Two Toledo, Ohio tax service store managers have been indicted on federal fraud charges related to tax returns they prepared in 2011. The tax and loan scheme cost the government more than $250,000 according to an 82-count federal indictment in the U.S. District Court for the Northern District of Ohio.
Adonay "Eddie" Mehreteab, 27, of Fort Wayne, Ind., and Miranda Parr, 32, of Heath, Ohio, are charged with conspiracy, wire fraud and making false, fictitious or fraudulent claims to the Internal Revenue Service. Parr also faces a charge of aggravated identity theft. Mehreteab and Parr were released and ordered to appear in court early next month.
The Department of Justice says the two filed at least 114 false or fraudulent tax returns for 2011, resulting in a total return of $700,974 and a loss to the government of $265,510.
Mehreteab owned and operated two Instant Tax Service franchise offices, which he managed along with Parr. Instant Tax Services offered $1,000 holiday loans to potential clients at the end of 2011, and those who applied with Mehreteab were told that the loans were a partial advance on their estimated tax returns for that year.
Mehreteab and Parr preyed upon clients who were often not financially experienced, according to Steven Dettelbach, U.S. Attorney for the Northern District of Ohio.

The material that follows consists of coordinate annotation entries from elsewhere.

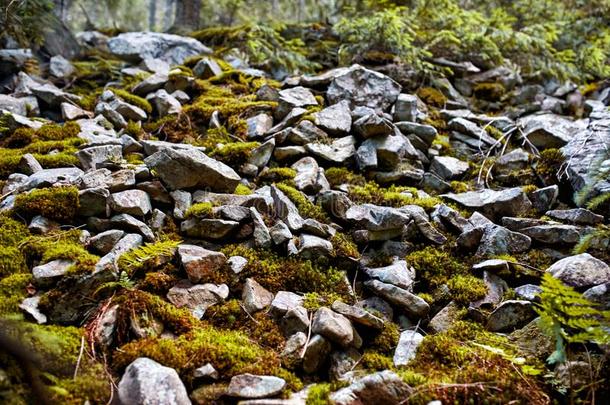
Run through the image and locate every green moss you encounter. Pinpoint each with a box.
[406,246,468,291]
[109,88,152,115]
[184,202,214,218]
[276,183,330,223]
[305,383,331,405]
[15,186,79,221]
[114,326,279,381]
[447,274,487,305]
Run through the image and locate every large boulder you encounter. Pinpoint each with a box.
[119,357,191,405]
[326,65,401,110]
[108,32,212,65]
[144,148,241,193]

According to the indictment, the pair used information given to them by the clients to file 2011 individual tax returns on behalf of those individuals, in some cases without their knowledge. In some instances, they filed returns containing correct information when the clients were present, but later added false items to the returns, such as false wages, false credits or incorrect dependents, in an effort to increase the return amount. Again, this often occurred without the clients knowledge.

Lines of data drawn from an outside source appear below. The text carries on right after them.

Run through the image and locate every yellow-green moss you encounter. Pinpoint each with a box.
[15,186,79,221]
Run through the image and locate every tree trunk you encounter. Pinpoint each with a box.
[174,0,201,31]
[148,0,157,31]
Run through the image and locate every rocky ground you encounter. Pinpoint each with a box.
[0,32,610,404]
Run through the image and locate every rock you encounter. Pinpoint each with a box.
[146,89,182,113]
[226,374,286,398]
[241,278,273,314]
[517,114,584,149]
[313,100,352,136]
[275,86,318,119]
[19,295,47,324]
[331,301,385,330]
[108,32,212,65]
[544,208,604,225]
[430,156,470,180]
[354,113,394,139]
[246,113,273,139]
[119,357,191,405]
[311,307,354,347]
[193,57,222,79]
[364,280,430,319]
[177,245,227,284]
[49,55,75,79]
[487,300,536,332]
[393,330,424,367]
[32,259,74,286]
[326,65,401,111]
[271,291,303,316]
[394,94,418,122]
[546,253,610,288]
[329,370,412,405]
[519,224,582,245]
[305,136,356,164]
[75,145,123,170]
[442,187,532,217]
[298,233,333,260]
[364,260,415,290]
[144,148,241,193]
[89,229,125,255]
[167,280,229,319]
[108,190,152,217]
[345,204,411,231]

His offices also charged fees typically between $500 and $1,000 that were deducted from the clients refunds without disclosing the fees before filing the taxes, according to court documents.
In August 2012, the U.S. Attorneys office in Toledo sought to obtain $4.3 million seized by the IRS from a bank account Mehreteab used to receive refunds from fraudulently prepared tax returns. A civil case connected to the seizure is pending.